Ia menambahkan bahwa kini terdapat hampir 13.000 senjata nuklir di seluruh dunia.
“Negara-negara berusaha menemukan keamanan, namun sifatnya semu, ketika menumpuk dan membelanjakan ratusan miliar dolar untuk senjata penghancur ini yang tidak seharusnya ada di planet kita,” katanya. Ia mencatat oran-orang juga tampaknya telah melupakan pelajaran yang terjadi di Perang Dunia Kedua.
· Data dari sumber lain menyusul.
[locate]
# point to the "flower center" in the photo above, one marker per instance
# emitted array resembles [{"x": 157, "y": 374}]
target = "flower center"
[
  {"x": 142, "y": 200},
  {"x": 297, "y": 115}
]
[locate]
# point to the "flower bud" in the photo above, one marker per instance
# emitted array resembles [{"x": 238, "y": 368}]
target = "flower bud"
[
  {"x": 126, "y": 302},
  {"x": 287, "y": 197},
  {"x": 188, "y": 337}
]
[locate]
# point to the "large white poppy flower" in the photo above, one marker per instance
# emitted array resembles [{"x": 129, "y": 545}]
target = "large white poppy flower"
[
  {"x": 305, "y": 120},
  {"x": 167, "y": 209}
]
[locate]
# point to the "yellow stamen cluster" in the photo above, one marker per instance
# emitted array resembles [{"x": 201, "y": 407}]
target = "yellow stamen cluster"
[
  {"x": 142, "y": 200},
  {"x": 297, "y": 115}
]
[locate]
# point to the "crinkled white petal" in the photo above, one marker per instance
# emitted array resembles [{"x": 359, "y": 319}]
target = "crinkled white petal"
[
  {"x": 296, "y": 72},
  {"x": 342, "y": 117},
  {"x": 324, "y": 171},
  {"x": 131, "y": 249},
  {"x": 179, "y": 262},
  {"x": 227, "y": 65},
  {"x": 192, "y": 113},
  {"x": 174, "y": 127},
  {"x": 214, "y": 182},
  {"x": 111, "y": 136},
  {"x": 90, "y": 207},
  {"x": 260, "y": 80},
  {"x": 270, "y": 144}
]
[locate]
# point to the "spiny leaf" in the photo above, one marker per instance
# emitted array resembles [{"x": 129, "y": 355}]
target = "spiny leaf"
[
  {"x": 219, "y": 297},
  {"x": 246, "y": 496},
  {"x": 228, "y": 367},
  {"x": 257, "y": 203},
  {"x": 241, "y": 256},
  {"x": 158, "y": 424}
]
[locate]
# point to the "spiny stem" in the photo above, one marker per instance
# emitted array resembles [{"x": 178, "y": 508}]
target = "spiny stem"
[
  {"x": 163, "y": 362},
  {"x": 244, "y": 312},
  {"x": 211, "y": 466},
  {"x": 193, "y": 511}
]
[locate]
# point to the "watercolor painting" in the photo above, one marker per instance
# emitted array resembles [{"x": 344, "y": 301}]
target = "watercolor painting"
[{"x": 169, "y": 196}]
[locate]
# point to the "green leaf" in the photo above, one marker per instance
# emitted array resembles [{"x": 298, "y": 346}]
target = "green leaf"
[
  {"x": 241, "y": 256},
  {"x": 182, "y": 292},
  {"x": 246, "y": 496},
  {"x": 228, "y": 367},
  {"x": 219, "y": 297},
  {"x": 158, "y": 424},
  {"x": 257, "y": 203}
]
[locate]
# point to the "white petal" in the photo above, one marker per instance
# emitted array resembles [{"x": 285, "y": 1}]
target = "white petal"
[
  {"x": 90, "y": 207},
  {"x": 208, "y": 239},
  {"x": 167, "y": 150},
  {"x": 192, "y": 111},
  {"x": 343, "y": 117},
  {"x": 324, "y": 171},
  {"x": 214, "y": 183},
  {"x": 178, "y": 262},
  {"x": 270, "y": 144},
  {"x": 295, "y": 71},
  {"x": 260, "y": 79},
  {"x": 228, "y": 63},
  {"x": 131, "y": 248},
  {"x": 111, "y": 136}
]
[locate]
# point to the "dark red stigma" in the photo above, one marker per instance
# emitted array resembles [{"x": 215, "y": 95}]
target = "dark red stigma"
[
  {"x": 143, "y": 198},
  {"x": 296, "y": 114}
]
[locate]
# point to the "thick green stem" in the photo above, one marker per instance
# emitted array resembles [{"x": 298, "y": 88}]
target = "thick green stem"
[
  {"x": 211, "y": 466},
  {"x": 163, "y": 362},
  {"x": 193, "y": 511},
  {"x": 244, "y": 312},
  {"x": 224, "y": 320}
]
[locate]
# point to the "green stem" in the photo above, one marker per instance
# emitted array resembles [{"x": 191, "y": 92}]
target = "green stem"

Guterres mengatakan akan pergi ke Jepang untuk menghadiri peringatan 6 Agustus di Hiroshima, di mana Amerika Serikat menjatuhkan bom atom pertama 77 tahun yang lalu dalam usaha mengakhiri Perang Dunia Kedua.
Sejak diberlakukan pada 1970, NPT menjadi tonggak bagi peraturan non-proliferasi, dan berdasarkan persetujuan itu, para pihak diserukan untuk mencegah penyebaran senjata nuklir, mengutamakan pelucutannya serta juga mendorong kerja sama internasional dalam penggunaan kekuatan nuklir untuk tujuan damai.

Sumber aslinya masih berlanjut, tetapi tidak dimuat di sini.